Tiger Woods search results poisoned, warns Sophos

Warwick Ashford

Hackers have been quick to exploit interest in news of Tiger Woods' car accident, security firm Sophos has warned.

By early Saturday morning, hackers had set up web pages that claimed to contain a video related to the incident, but instead infected visitors' machines with malware.

Other videos claim that Tiger Woods' marriage to his Swedish model wife Elin Nordegren is in trouble because of his alleged friendship with New York City party girl Rachel Uchitel.

The cybercriminals ensured the malicious web pages appeared high up in search engine results by exploiting the golfer's mysterious car accident and alleged marriage troubles.

Visitors to the poisoned webpages risk a malicious Trojan horse known as Troj/Proxy-JN being installed on their computers, allowing hackers to relay spam via the victim's PC without their knowledge, said Sophos.

The Trojan is disguised as a fake piece of software that claims to be a plugin to allow visitors to see the video.

"Hackers don't waste any time jumping on the coat-tails of a hot news story like this in their attempt to infect as many computer users as possible," said Graham Cluley, senior technology consultant at Sophos.
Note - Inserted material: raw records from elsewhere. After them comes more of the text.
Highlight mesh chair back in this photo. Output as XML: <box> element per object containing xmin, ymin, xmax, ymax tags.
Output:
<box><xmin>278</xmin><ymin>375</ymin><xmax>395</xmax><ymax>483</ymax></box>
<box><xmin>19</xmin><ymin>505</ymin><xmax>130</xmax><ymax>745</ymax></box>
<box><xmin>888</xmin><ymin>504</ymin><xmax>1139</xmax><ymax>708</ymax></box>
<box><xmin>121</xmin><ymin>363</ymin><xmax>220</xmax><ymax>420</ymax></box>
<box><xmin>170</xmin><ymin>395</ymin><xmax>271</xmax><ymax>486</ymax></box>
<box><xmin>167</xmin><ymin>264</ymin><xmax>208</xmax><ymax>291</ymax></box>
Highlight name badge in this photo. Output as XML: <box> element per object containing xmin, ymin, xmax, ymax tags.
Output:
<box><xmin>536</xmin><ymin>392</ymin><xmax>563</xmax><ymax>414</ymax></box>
The threat affects both businesses and home users as many people use their office PCs to find out the latest news after the weekend, he said.

This is not the first time a world famous sports celebrity has been the subject of a malware campaign like this, Cluley said in a blog post.

In September, hackers attacked users who were hunting for video footage of tennis ace Serena Williams losing her cool on the tennis court, he wrote.